6 UN peacekeepers among 9 troops killed in Mali attacks

peacekeepers
PEACEKEEPERS IN MALI. UN peacekeepers stand guard near the airport on February 4, 2016 in Timbuktu, central Mali. File photo by Sébastien Rieussec/AFP
The latest attacks highlight the vulnerability of Mali’s sprawling arid north, where UN troops and Malian soldiers are struggling in their fight against jihadists who seized vast swathes of territory in 2012

BAMAKO, Mali (Feb. 13, 2016) — Six UN peacekeepers were killed and some 30 wounded on Friday, February 12 when suspected Islamists attacked their base in northern Mali, officials said, while 3 Malian soldiers died in an ambush as jihadists intensify attacks in the restive region.

The 6 Guinean peacekeepers were killed in an early morning assault on a camp in the northeastern town of Kidal belonging to the United Nation’s MINUSMA, according to a Guinean source in the mission and a military source in Conakry.

Malian Islamist group Ansar Dine, responsible for several previous assaults, claimed the attack by a “Mauritanian jihadist” as “a message to the crusader aggressors and all those who support them” in a statement carried by a Mauritanian news agency.

The latest attacks highlighted the vulnerability of Mali’s sprawling arid north, where UN troops and Malian soldiers are struggling in their fight against jihadists who seized vast swathes of territory in 2012.

UN Secretary General Ban Ki-moon condemned the “massive and complex” attack on the MINUSMA base, warning that targeting peacekeepers constitutes a war crime and pledging to support the Malian government.

Suicide bombers drove a vehicle into the base between two rocket launches, then blew it up, the Guinean source in the UN mission said.

The raid coincided with a visit to northern Mali by the new chief of MINUSMA, Mahamat Saleh Annadif, who said the raid was an “odious and irresponsible act” which highlighted the “confusion in the ranks of the enemies of peace.”

Annadif was in Kidal a week after a peace pact eased tensions in the town, where the arrival of members of a pro-government group early in February had upset the former rebels in the Coordination of Movements of the Azawad.
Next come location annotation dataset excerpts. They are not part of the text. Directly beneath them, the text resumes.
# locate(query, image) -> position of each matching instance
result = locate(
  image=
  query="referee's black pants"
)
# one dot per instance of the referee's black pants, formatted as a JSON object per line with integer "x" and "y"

Azawad is the name the traditionally nomadic Tuareg people of the desert use for territory they regard as their homeland, straddling the southern Sahara and the Sahel.

Timbuktu attack

In a separate attack, 3 Malian soldiers were killed and two others were wounded near the fabled city of Timbuktu, a Malian military source said.

“Three of our men died today between Timbuktu and Goundam when they were ambushed by jihadists,” a Malian officer told Agence France-Presse, “Two others were wounded but their lives are not in danger.”

The defense ministry confirmed what it said was a “cowardly” strike.

Malian President Ibrahim Boubacar Keita said there was a pressing need to secure the north.

“We have to find a solution to this,” he said. “Kidal cannot remain like this… where attacks occur on a daily basis and the international community and we ourselves look on.”

On Thursday, February 11 a customs officer and two civilians were killed in another Islamist strike in the northern town of Hombori, two days after 3 Malian soldiers died in an explosion while they were patrolling the frontier near Burkina Faso.

The latest attack came a week after at least 4 suspected jihadists and a Malian soldier were killed in clashes at a UN camp for police officers from Nigeria in Timbuktu.

It was also a day after the fabled city had celebrated the restoration of its greatest treasures – earthen mausoleums dating to medieval times that were destroyed during an Islamist takeover in 2012.

Responsibility for the raid on Timbuktu was claimed by Al-Qaeda in the Islamic Maghreb.

Mali’s north of the country continues to be beset by violence having fallen under the control of Tuareg-led rebels and jihadist groups linked to Al-Qaeda in 2012.

The Islamists sidelined the Tuareg to take sole control, and although they were largely ousted by a French-led military operation in January 2013 extremist groups still pose a threat.